CARA MENGHINDARI GROUPTHINK Meningkatkan pengambilan keputusan dalam kelompok dengan menerapkan supervisi dan kontrol eksternal.

Menurut Janis, kelompok perlu menekankan bahwa pembuat keputusan kunci akan bertanggung jawab atas tindakan mereka dan ini harus dilakukan sebelum kelompok memulai pertimbangan mereka mengenai isu-isu tertentu.

Mendukung adanya pelaporan terhadap kecurangan (whistle-blowing) dalam kelompok. Maksudnya, para anggota kelompok harus dimotivasi untuk menyuarakan keberatan mereka dibandingkan dengan menerima mentah-mentah suatu pendapat.

Menerima adanya keberatan di dalam kelompok. Kelompok harus mengizinkan adanya conscientious objector yaitu penolakan dari anggota kelompok untuk berpartisipasi karena melanggar nurani pribadi.

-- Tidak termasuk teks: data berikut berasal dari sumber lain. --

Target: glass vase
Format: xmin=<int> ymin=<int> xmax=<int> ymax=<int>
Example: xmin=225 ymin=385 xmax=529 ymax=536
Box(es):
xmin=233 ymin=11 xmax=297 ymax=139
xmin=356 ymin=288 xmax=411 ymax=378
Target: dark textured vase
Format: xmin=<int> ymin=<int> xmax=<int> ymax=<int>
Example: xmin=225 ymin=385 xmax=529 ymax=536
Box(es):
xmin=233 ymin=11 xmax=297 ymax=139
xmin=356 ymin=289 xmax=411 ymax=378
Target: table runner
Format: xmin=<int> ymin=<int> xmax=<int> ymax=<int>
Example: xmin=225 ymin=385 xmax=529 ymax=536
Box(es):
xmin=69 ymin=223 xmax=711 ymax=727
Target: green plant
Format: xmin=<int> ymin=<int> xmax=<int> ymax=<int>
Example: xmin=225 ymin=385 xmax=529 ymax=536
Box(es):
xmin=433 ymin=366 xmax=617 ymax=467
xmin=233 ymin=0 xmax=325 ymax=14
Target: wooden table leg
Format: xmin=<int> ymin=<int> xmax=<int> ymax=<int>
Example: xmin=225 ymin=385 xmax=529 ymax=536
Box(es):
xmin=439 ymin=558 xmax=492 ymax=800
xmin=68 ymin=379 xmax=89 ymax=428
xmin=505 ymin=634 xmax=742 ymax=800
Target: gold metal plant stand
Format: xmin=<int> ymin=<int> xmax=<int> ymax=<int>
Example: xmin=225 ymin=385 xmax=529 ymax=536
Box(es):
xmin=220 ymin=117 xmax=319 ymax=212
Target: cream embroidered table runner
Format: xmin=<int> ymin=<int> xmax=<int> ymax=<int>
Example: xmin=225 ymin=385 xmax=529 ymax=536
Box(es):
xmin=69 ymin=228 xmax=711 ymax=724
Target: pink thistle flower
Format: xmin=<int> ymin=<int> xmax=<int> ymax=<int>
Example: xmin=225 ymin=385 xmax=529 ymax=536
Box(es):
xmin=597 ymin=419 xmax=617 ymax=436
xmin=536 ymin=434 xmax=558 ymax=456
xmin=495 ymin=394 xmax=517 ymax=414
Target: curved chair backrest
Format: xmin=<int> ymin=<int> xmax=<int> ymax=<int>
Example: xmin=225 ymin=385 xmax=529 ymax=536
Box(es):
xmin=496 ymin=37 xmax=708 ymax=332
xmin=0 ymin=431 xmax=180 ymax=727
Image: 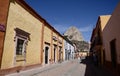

Menyeimbangan konsensus dan suara mayoritas. Kelompok tidak seharusnya mencari konsensus karena konsensus menuntut semua anggota kelompok untuk setuju akan sebuah keputusan dan anggota-anggota kelompok seringkali merasa tertekan untuk sepakat, sebaiknya kelompok berusaha untuk mencapai suara mayoritas untuk kesepakatan bersana agar kelompok tersebut dapat berfungsi sebagai sebuah tim.